Each year, about 200,000 U.S. survivors of heart attacks or related cardiac problems develop major depression, a condition that sharply boosts their chances of having a potentially fatal heart attack. An analysis of data from a large, federally funded clinical trial indicates that when such patients take antidepressant medication of the class known as selective serotonin reuptake inhibitors (SSRIs), they reap major heart-health benefits.
In the 29 months after experiencing a heart attack, depressed patients who happened to be taking SSRIs displayed only 57 percent as many bad outcomes—new heart attacks and deaths from cardiac causes—as did depressed heart attack survivors who weren’t taking SSRIs. A team led by psychiatrist C. Barr Taylor of Stanford (Calif.) Medical Center reports these findings in the July Archives of General Psychiatry.
“If treating major depression [in people with heart disease] reduced mortality by only half of what this study suggests, it would save thousands of lives every year,” comments psychiatrist Alexander H. Glassman of Columbia University.
However, the results require confirmation in a long-term investigation of depressed patients with heart disease who are randomly assigned to receive SSRIs, Glassman says.
In the past few years, SSRIs have attracted attention because some studies have concluded that the drugs increase the risk that depressed people will attempt suicide (SN: 7/24/04, p. 51: Suicide Watch: Antidepressants get large-scale inspection).
Taylor’s group consulted heath data on 1,834 depressed heart attack survivors who participated in a larger clinical trial called Enhancing Recovery in Coronary Heart Disease (ENRICHD). In 2003, a 6-month follow-up of ENRICHD participants found that cognitive-behavioral therapy produced better moods in depressed patients but didn’t reduce the rate of death from new heart attacks.
In passing, that report mentioned that the 446 depressed patients who had received antidepressant drugs—and who tended to have the more-severe depression—were roughly 60 percent as likely to die or have subsequent heart attacks as other study participants were.
The new report confirms that intriguing result, but only for the 301 individuals who were using SSRIs, Taylor and his coworkers report. Most people in the SSRI group were taking sertraline (Zoloft). No advantages in heart health or survival appeared in 145 patients who received other types of antidepressant medication.
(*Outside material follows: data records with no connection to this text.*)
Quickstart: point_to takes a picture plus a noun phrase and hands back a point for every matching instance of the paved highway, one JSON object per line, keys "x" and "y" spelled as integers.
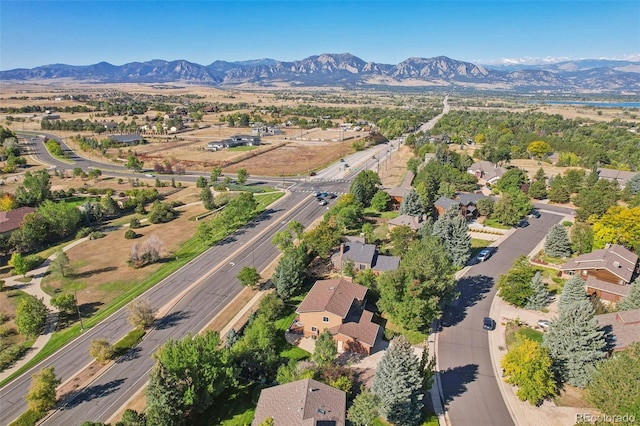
{"x": 469, "y": 384}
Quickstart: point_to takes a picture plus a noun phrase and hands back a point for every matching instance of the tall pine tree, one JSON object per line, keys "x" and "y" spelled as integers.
{"x": 398, "y": 384}
{"x": 631, "y": 300}
{"x": 572, "y": 292}
{"x": 576, "y": 343}
{"x": 452, "y": 228}
{"x": 540, "y": 297}
{"x": 557, "y": 243}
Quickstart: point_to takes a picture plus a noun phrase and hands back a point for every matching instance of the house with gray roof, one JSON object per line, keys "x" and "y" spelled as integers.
{"x": 338, "y": 305}
{"x": 363, "y": 256}
{"x": 304, "y": 402}
{"x": 607, "y": 272}
{"x": 623, "y": 326}
{"x": 466, "y": 202}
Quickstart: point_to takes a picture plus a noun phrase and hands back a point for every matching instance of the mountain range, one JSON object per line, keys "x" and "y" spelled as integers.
{"x": 347, "y": 70}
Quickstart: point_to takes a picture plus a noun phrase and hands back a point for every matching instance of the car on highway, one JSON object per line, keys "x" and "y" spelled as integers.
{"x": 488, "y": 324}
{"x": 484, "y": 254}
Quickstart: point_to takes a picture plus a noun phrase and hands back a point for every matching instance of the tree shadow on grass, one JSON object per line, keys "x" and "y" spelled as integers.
{"x": 171, "y": 320}
{"x": 454, "y": 381}
{"x": 88, "y": 274}
{"x": 76, "y": 398}
{"x": 472, "y": 290}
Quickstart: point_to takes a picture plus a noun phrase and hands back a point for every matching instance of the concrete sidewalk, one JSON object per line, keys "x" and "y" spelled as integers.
{"x": 34, "y": 288}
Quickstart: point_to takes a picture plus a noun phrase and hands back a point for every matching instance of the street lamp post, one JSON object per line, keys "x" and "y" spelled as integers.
{"x": 75, "y": 293}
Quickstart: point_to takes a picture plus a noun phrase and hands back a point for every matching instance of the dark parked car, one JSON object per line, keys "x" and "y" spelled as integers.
{"x": 488, "y": 324}
{"x": 484, "y": 254}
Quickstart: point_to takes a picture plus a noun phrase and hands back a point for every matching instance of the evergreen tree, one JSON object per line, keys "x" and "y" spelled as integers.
{"x": 572, "y": 292}
{"x": 540, "y": 297}
{"x": 557, "y": 243}
{"x": 452, "y": 228}
{"x": 558, "y": 192}
{"x": 412, "y": 204}
{"x": 631, "y": 300}
{"x": 325, "y": 350}
{"x": 207, "y": 198}
{"x": 398, "y": 384}
{"x": 289, "y": 275}
{"x": 576, "y": 343}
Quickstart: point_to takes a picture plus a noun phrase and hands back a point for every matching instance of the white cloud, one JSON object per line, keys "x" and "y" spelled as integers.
{"x": 529, "y": 60}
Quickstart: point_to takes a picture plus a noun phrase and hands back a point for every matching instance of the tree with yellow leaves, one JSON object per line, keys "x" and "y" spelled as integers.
{"x": 619, "y": 225}
{"x": 528, "y": 366}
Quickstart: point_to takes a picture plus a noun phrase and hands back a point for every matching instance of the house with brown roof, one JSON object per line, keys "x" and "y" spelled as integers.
{"x": 466, "y": 202}
{"x": 364, "y": 256}
{"x": 339, "y": 306}
{"x": 623, "y": 326}
{"x": 12, "y": 219}
{"x": 304, "y": 402}
{"x": 486, "y": 171}
{"x": 607, "y": 272}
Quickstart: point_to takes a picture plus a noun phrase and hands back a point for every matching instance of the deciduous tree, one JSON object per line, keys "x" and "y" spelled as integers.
{"x": 365, "y": 186}
{"x": 42, "y": 393}
{"x": 141, "y": 314}
{"x": 528, "y": 366}
{"x": 515, "y": 286}
{"x": 65, "y": 302}
{"x": 31, "y": 315}
{"x": 572, "y": 292}
{"x": 540, "y": 296}
{"x": 243, "y": 175}
{"x": 557, "y": 243}
{"x": 61, "y": 263}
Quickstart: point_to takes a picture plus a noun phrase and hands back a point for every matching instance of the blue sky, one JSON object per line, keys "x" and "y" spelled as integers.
{"x": 80, "y": 32}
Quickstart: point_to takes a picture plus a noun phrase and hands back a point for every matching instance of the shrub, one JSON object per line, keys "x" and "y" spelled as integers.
{"x": 83, "y": 232}
{"x": 101, "y": 350}
{"x": 130, "y": 234}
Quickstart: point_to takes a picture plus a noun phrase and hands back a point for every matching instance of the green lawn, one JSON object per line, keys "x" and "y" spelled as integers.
{"x": 495, "y": 224}
{"x": 528, "y": 332}
{"x": 187, "y": 251}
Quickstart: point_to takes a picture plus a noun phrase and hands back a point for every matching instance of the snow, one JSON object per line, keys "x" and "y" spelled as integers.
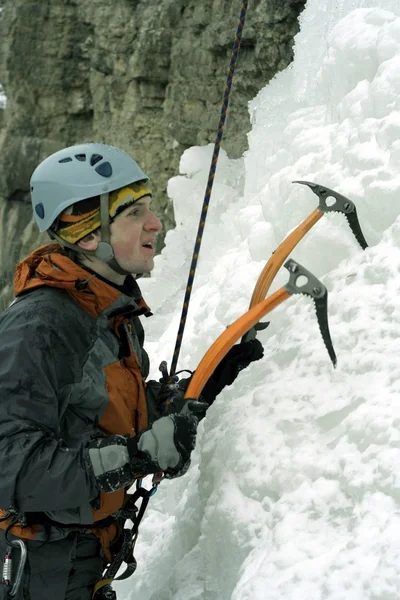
{"x": 3, "y": 98}
{"x": 294, "y": 487}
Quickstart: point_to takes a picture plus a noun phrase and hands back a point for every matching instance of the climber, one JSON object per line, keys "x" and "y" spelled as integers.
{"x": 78, "y": 423}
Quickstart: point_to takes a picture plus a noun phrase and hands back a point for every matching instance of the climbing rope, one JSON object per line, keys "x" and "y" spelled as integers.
{"x": 211, "y": 175}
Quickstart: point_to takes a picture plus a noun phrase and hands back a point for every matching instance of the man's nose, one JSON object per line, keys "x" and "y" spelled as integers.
{"x": 153, "y": 223}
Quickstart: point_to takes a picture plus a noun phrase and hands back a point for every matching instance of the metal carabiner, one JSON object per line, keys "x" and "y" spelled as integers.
{"x": 7, "y": 566}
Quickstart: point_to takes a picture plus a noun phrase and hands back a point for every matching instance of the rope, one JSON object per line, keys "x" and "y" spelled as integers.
{"x": 211, "y": 175}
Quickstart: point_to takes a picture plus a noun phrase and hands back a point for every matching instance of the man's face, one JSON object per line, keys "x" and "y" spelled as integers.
{"x": 133, "y": 234}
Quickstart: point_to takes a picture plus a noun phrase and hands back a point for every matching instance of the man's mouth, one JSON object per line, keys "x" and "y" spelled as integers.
{"x": 148, "y": 245}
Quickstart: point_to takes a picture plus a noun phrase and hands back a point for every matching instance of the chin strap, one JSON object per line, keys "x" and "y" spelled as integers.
{"x": 104, "y": 250}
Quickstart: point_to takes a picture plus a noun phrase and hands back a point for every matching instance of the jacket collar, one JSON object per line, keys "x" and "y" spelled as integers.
{"x": 49, "y": 266}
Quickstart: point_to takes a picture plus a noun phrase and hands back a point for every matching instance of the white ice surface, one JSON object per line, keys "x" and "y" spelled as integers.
{"x": 294, "y": 489}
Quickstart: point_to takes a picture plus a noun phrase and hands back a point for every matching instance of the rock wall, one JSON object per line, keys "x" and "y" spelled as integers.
{"x": 145, "y": 75}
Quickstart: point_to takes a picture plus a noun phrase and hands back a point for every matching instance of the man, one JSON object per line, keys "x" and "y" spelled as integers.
{"x": 78, "y": 423}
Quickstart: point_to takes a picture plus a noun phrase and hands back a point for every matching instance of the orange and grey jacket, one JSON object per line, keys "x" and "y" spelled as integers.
{"x": 71, "y": 363}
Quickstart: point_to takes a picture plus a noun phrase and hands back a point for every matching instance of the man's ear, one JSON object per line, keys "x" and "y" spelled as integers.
{"x": 89, "y": 242}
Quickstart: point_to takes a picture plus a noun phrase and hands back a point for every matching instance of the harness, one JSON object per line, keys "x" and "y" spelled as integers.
{"x": 102, "y": 589}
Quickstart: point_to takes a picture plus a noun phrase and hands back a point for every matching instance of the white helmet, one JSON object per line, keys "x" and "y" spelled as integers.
{"x": 77, "y": 173}
{"x": 74, "y": 174}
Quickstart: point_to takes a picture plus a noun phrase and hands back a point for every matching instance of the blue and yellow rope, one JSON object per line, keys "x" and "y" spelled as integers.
{"x": 211, "y": 175}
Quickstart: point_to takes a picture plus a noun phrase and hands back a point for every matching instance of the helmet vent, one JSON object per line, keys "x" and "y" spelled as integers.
{"x": 94, "y": 159}
{"x": 104, "y": 169}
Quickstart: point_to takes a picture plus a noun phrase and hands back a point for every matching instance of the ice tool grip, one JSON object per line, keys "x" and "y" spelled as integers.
{"x": 341, "y": 205}
{"x": 313, "y": 288}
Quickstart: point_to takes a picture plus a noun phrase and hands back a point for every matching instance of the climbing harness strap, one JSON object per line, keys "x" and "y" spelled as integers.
{"x": 129, "y": 537}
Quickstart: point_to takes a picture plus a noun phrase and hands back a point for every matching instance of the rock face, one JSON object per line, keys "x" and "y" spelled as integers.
{"x": 147, "y": 76}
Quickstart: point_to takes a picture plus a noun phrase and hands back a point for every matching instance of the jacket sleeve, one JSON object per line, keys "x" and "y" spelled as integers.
{"x": 38, "y": 471}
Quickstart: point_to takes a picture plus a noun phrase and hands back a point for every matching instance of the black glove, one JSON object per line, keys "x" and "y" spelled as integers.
{"x": 239, "y": 357}
{"x": 171, "y": 400}
{"x": 116, "y": 460}
{"x": 168, "y": 443}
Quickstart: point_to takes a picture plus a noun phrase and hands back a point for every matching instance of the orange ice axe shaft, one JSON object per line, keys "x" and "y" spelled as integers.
{"x": 313, "y": 288}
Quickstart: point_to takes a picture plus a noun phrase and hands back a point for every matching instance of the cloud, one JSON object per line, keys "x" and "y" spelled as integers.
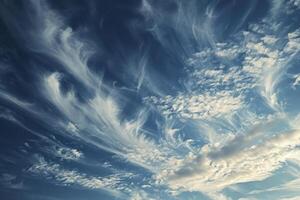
{"x": 56, "y": 172}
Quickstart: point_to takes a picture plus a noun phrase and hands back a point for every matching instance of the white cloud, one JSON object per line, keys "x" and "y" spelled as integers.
{"x": 67, "y": 177}
{"x": 297, "y": 80}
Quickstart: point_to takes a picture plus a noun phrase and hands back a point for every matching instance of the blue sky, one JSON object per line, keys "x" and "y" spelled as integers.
{"x": 150, "y": 99}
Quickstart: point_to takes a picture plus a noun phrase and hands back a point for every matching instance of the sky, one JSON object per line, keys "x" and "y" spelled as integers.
{"x": 149, "y": 99}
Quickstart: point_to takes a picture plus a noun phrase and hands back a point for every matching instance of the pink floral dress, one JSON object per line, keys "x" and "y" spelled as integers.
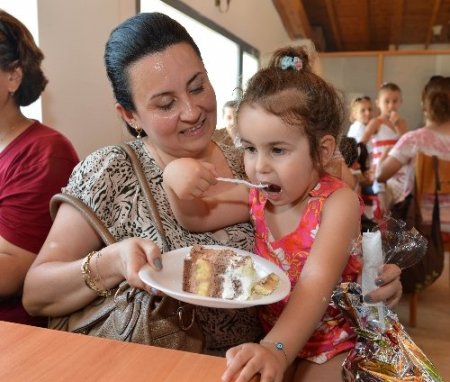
{"x": 333, "y": 335}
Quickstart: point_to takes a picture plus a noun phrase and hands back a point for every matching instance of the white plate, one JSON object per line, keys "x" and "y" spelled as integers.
{"x": 170, "y": 280}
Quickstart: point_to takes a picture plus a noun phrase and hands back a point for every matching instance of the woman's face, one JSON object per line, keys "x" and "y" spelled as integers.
{"x": 175, "y": 102}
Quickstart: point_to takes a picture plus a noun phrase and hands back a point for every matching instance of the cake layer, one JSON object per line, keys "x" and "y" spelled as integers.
{"x": 222, "y": 273}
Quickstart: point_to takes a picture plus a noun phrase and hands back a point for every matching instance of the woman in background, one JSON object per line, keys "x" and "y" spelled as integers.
{"x": 35, "y": 162}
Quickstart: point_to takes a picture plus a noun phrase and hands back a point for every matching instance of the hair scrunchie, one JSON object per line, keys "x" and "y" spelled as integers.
{"x": 288, "y": 62}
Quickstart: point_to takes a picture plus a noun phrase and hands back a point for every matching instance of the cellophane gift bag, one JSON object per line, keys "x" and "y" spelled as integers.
{"x": 384, "y": 352}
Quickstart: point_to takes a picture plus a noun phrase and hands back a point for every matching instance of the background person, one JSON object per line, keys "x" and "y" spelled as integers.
{"x": 35, "y": 162}
{"x": 227, "y": 135}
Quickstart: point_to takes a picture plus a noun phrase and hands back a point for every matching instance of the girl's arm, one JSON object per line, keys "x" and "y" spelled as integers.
{"x": 310, "y": 297}
{"x": 199, "y": 202}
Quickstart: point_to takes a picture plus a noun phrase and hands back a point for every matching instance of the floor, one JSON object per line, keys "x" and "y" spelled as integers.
{"x": 432, "y": 332}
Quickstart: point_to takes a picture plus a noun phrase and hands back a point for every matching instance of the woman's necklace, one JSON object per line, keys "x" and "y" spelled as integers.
{"x": 154, "y": 153}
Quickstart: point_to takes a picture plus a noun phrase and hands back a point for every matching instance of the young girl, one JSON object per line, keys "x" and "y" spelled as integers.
{"x": 288, "y": 121}
{"x": 432, "y": 139}
{"x": 382, "y": 133}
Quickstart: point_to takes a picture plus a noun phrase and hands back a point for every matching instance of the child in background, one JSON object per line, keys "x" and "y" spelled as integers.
{"x": 360, "y": 115}
{"x": 383, "y": 132}
{"x": 289, "y": 120}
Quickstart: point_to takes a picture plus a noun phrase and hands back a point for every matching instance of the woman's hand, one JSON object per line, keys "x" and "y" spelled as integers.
{"x": 389, "y": 286}
{"x": 246, "y": 360}
{"x": 189, "y": 178}
{"x": 134, "y": 253}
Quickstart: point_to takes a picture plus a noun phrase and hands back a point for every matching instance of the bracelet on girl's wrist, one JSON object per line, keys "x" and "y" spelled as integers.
{"x": 88, "y": 278}
{"x": 279, "y": 346}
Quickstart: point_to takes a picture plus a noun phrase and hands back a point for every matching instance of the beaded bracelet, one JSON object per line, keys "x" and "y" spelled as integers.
{"x": 90, "y": 281}
{"x": 278, "y": 346}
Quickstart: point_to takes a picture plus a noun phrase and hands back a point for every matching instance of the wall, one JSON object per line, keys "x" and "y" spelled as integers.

Moreover, patients who stopped taking an SSRI during the 29-month follow-up reverted to the higher mortality and heart attack rates of depressed, non-SSRI users.
Evidence of benefits for depressed heart-attack survivors taking SSRIs first emerged in a 2002 study directed by Glassman. That investigation included a total of only 369 heart attack patients, too few for the researchers to thoroughly evaluate mortality effects.
“Overall, the data suggest that SSRIs are doing something to increase survival and improve health in depressed heart patients,” Glassman says.
Much remains unknown about this effect, he adds. For instance, it’s unclear how long SSRIs need to be taken to yield cardiac benefits and whether these medications would also boost cardiac health in nondepressed heart attack survivors. Nor do scientists know by what physiological mechanisms depression promotes heart disease and SSRIs quell it.